= Lingo (programming language) =

Scripting language

Lingo is a verbose object-oriented (OO) scripting language developed by John H. Thompson for use in Adobe Director (formerly Macromedia Director). Lingo is used to develop desktop application software, interactive kiosks, CD-ROMs and Adobe Shockwave content.

Lingo is the primary programming language on the Adobe Shockwave platform, which dominated the interactive multimedia product market during the 1990s. Various graphic adventure games were developed with Lingo during the 1990s, including The Journeyman Project, Total Distortion, Mia's Language Adventure, Mia's Science Adventure, the Didi & Ditto series, and a whole fleet of games from Headbone Interactive. Hundreds of free online video games were developed using Lingo, and published on websites such as Miniclip and Shockwave.com.

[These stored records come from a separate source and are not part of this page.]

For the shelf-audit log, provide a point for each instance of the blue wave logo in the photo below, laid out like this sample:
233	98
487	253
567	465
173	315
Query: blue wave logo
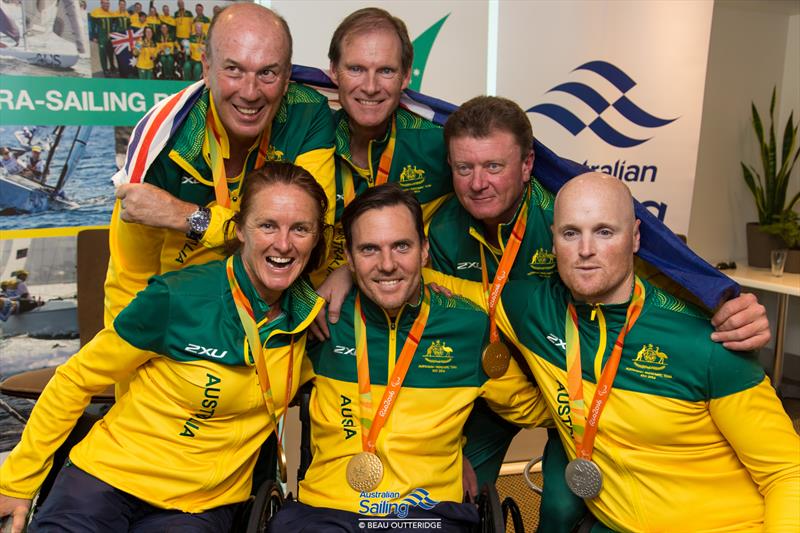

Lingo can be used to build user interfaces, to manipulate raster graphics, vector graphics and 3D computer graphics, and other data processing tasks. Lingo supports specialized syntax for image processing and 3D object manipulation. 3D meshes can also be created on the fly using Lingo.

==History==
Lingo was invented by John H. Thompson at MacroMind in 1989, and first released with Director 2.2. Jeff Tanner developed and tested Lingo for Director 2.2 and 3.0, created custom XObjects for various media device producers, language extension examples using XFactory including the XFactory application programming interface (API), and wrote the initial tutorials on how to use Lingo. Dave Shields tested and documented Object-based Lingo for Director 3.13 and 4.0. He ran build scripts to create weekly releases for testing, originated the Macromedia KnowledgeBase, created examples of how to write Lingo XTRA plug-ins in C++, and assembled the Golden Master disks of Macromedia Director that were shipped to the duplicator.

Lingo was quickly adopted by burgeoning multimedia community during the 1990s and the already popular Director product. Initially, about 90% of the users only used 10% of Lingo's features; primarily go to the frame by multimedia authors of tutorials and presentations. However, 10% of the users were game developers who took a wider interest in the other 90% of its abilities, including their own function extensions by creating their own XFactories/XObjects. The Journeyman Project is a prominent example of this.

==Features==
Lingo is embedded into Adobe Director, and can be added as scripts on objects or on the timeline. Lingo is an object-oriented programming (OOP) language, and supports Smalltalk-like verbose syntax, OO dot syntax, and inheritance.

===Verbose syntax===
When Lingo was created, a verbose syntax was designed to mimic spoken language, so it would be easy for new users. Users could write HyperTalk-like sentences such as:

 if the visibility of sprite 5 then go to the frame

In go to statements, the "to" is optional, and unlike other programming languages, go statements reference frames in Director's Score, not specific code lines.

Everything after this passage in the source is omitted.